Tuesday, April 19, 2011

Frank Gehry for Frank and Gary, 7th grade upcyclers

I am lucky enough to be able to write curriculum for the Beaverton, Oregon Art Literacy program which teaches art history to elementary and middle school students which then leads them in a art project connected to the artist or culture they learned about. Classes are taught by parent volunteers and it is one of the only ways children are exposed to art history in public school anymore.

The lesson I just wrote is about the architect Frank Gehry.

Gehry may be the most celebrated "starchitect" alive today. He's most well known for large buildings like his "Fred and Ginger" dancing building in Prague.....

....which was modeled after the dancing forms of Fred Astaire and Ginger Rogers.
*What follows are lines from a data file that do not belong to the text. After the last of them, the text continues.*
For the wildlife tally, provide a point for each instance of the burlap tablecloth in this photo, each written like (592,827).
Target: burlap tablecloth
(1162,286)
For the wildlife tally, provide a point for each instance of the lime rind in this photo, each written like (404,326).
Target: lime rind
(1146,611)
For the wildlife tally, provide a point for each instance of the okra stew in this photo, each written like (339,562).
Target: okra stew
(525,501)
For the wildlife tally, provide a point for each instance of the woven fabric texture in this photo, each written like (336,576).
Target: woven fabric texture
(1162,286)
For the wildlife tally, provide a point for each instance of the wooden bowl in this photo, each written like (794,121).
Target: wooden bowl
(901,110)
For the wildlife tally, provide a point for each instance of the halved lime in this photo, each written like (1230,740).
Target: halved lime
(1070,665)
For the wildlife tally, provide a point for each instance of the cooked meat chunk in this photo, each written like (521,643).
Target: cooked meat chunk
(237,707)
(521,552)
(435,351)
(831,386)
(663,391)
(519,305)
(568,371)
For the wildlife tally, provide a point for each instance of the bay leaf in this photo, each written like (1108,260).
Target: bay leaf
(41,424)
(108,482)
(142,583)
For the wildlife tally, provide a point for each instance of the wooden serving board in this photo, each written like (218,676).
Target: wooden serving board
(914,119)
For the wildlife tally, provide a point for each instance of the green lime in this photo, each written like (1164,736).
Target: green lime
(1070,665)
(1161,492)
But his work I like the best are the private residences he designed which mixed modern industrial materials with natural materials. Note the contrast between the glassy tiles and the natural wooden beams in this California beach house.
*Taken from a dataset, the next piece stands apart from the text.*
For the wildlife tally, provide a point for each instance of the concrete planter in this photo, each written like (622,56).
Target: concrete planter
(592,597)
This is Gehry's own private residence that he deconstructed by adding steel walls, chain link fencing, concrete slab steps and glass skylights to the original structure. You can still see the original little pink stucco house peeking out from the design.



For the art project, middle schoolers are given a choice of materials from the recycling bin and the backyard to design a small model of a deconstructed doghouse, camping hut, bike shelter, or other small structure. This solar heated camping hut model uses cardboard, aluminum foil, bubble wrap, clear plastic salad containers, staples and clear packing tape, as well as some round stones. 
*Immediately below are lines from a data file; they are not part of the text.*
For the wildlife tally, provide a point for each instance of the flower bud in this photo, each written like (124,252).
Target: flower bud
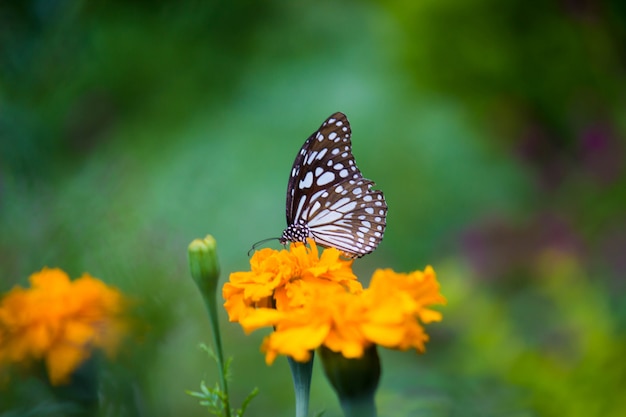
(204,265)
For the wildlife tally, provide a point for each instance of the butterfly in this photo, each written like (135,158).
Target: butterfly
(328,199)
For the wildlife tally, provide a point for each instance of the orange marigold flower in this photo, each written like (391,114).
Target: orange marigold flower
(59,321)
(312,301)
(279,281)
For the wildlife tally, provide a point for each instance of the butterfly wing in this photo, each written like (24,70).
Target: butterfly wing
(328,194)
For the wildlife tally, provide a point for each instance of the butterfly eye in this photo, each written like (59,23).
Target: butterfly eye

The hut has working front doors modeled on a flower.


One of the best things about this project is the reuse of recyclable materials and items from nature, which costs the school and Art Literacy Program almost nothing since volunteers bring them in. The clear tape, staples and perhaps the aluminum foil are the only items that need to be purchased. Creating new, useful or beautiful things out of old items that might have been discarded is called upcycling.


Think there might be an important lesson for middle schoolers and all of us from Frank Gehry and the ways things can be upcycled? I think so.....that's one reason I continue to work with old and vintage things to remake them into new things that can continue to be treasured.
 Happy Earth Day on Friday!

For a fresh etsy shop called Gloomstopper Studios that features great earrings upcycled from of the inner tubes of bicycle tires, go here:  http://www.etsy.com/shop/Gloomstopper




Geary photos from Scholastic Art Magazine, April/May 2006, Vol. 36 No. 6
Used for educational purposes
Gloomstopper earring photo used by permission from artist










1 comment:

  1. It took me a bit to realize what Gehry and upcycling had to do with each other until I realized it was his house. So confused because when I think Gehry I think of curvy titanium. So, I'm not sure how I feel about this.